For example, the screening may be performed on the at least one piece of candidate entity content by using a preset disambiguation model based on the merged text content, to obtain the target entity content corresponding to the mention text content. Since the merged text content is obtained through the splicing on the candidate entity content and the descriptive text content, the preset disambiguation model can focus on both a mention context and all candidate entities, including an interaction between a mention and an entity, and an interaction between entities.
In some embodiments, training may be performed on a to-be-trained disambiguation model, to obtain the preset disambiguation model. For example, a “self-supervised” knowledge base-enhanced pretraining method may be introduced to stimulate information included in the model by using some prompt words, thereby improving performance of the model. For example, corresponding to a cloze template during disambiguation, the method adopts a manner of predicting a word at [MASK]. To enable the model to learn a plurality of pieces of name information of the same entity content, one word of a name representing the entity content may be changed to [MASK], and other names of the entity content may be used as prompts for the model to predict [MASK]. For example, an entity has 3 names, namely, “epidermolysis bullosa junctional herlitz type”, “epidermolysis bullosa generalized atrophic benign”, and “epidermolysis bullosa letali”. One word of each of the three names may be randomly replaced with [MASK]. In this case, an example input of the model is “epidermolysis bullosa junctional [MASK] type [OR] epidermolysis [MASK] generalized atrophic benign [OR] epidermolysis bullosa [MASK]”. The model needs to predict words at [MASK].
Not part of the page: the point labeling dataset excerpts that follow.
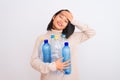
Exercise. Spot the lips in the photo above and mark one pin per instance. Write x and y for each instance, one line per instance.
(59, 24)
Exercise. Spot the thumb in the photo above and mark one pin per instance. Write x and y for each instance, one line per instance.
(61, 58)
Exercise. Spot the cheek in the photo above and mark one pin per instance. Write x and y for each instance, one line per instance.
(65, 25)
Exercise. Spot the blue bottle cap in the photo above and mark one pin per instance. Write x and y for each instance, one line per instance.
(52, 36)
(45, 41)
(63, 35)
(66, 44)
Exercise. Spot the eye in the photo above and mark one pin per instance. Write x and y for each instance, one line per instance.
(66, 21)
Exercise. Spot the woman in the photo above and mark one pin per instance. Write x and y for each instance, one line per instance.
(61, 23)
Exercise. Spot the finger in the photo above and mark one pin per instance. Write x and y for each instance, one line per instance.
(66, 65)
(66, 62)
(66, 68)
(60, 59)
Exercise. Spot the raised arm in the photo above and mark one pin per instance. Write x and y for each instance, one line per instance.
(85, 32)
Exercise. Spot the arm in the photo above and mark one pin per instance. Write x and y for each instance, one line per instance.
(38, 64)
(85, 32)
In this embodiment of this disclosure, the server obtains the text content, the text content including the mention text content and the descriptive text content that explains the mention text content; the server performs the retrieval on the at least one piece of preset entity content based on the descriptive text content of the mention text content, to obtain the at least one piece of candidate entity content corresponding to the mention text content; the server performs the content filling on the preset screening template content based on the mention text content, to obtain the target screening template content; the server performs the content merging on the descriptive text content, the at least one piece of candidate entity content, and the target screening template content, to obtain the merged text content; and the server performs the screening on the at least one piece of candidate entity content based on the merged text content, to obtain the target entity content corresponding to the mention text content. In this way, an accuracy of the entity linking in the biomedical field can be improved.
To implement the entity linking method provided in the embodiments of this disclosure more effectively, in some embodiments, an entity linking apparatus is further provided. The entity linking apparatus may be integrated in a computer device. Nouns in this embodiment have the same meanings as those in the above entity linking method. For specific implementation details, reference may be made to the descriptions in the method embodiments.
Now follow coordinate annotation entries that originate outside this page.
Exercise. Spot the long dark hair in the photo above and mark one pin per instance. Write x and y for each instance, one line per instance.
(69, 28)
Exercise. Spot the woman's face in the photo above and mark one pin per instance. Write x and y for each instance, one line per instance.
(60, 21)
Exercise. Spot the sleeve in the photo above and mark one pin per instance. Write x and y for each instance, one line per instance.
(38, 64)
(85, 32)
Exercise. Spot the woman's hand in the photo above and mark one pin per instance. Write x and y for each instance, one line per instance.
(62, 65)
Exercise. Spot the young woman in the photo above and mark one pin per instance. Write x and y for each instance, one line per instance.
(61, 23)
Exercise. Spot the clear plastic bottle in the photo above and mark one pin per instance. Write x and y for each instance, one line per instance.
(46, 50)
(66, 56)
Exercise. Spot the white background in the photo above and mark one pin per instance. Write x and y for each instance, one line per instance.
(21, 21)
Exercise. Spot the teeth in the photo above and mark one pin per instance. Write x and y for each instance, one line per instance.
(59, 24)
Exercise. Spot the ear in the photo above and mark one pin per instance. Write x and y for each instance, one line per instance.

In an embodiment, an entity linking apparatus is provided. The entity linking apparatus may be specifically integrated in a computer device. As shown in
The obtaining unit 301 is configured to obtain text content, the text content including mention text content and descriptive text content that explains the mention text content.
The retrieval unit 302 is configured to perform retrieval on at least one piece of preset entity content based on the descriptive text content of the mention text content, to obtain at least one piece of candidate entity content corresponding to the mention text content.
The content filling unit 303 is configured to perform content filling on first screening template content based on the mention text content to obtain second screening template content.
The content merging unit 304 is configured to perform content merging on the descriptive text content, the at least one piece of candidate entity content, and the second screening template content, to obtain merged text content.
The screening unit 305 is configured to perform screening on the at least one piece of candidate entity content based on the merged text content, to obtain target entity content corresponding to the mention text content.
In an embodiment, the retrieval unit 302 may include:
In an embodiment, the content merging unit 304 may include:
In an embodiment, the retrieval unit 302 may include:
In an embodiment, the screening unit 305 may include: a screening subunit, configured to perform the screening on the at least one piece of candidate entity content by using a preset disambiguation model based on the merged text content, to obtain the target entity content corresponding to the mention text content.
In an embodiment, the entity linking apparatus may include:
In an embodiment, the information enhancement unit may include:
In an embodiment, the second training unit may include:
In an embodiment, the calculation subunit may include:
In an embodiment, the entity linking apparatus may include:
In an embodiment, the third training unit may include:
During specific implementation, the above units may be implemented as independent entities, or may be combined in different ways, or may be implemented as the same entity or a plurality of entities. For specific implementation of the above units, reference may be made to the above method embodiments, which are not described herein.
Through the above entity linking apparatus, time relevancy and quality of question recommendation performed by using an AI model can be ensured during the question recommendation.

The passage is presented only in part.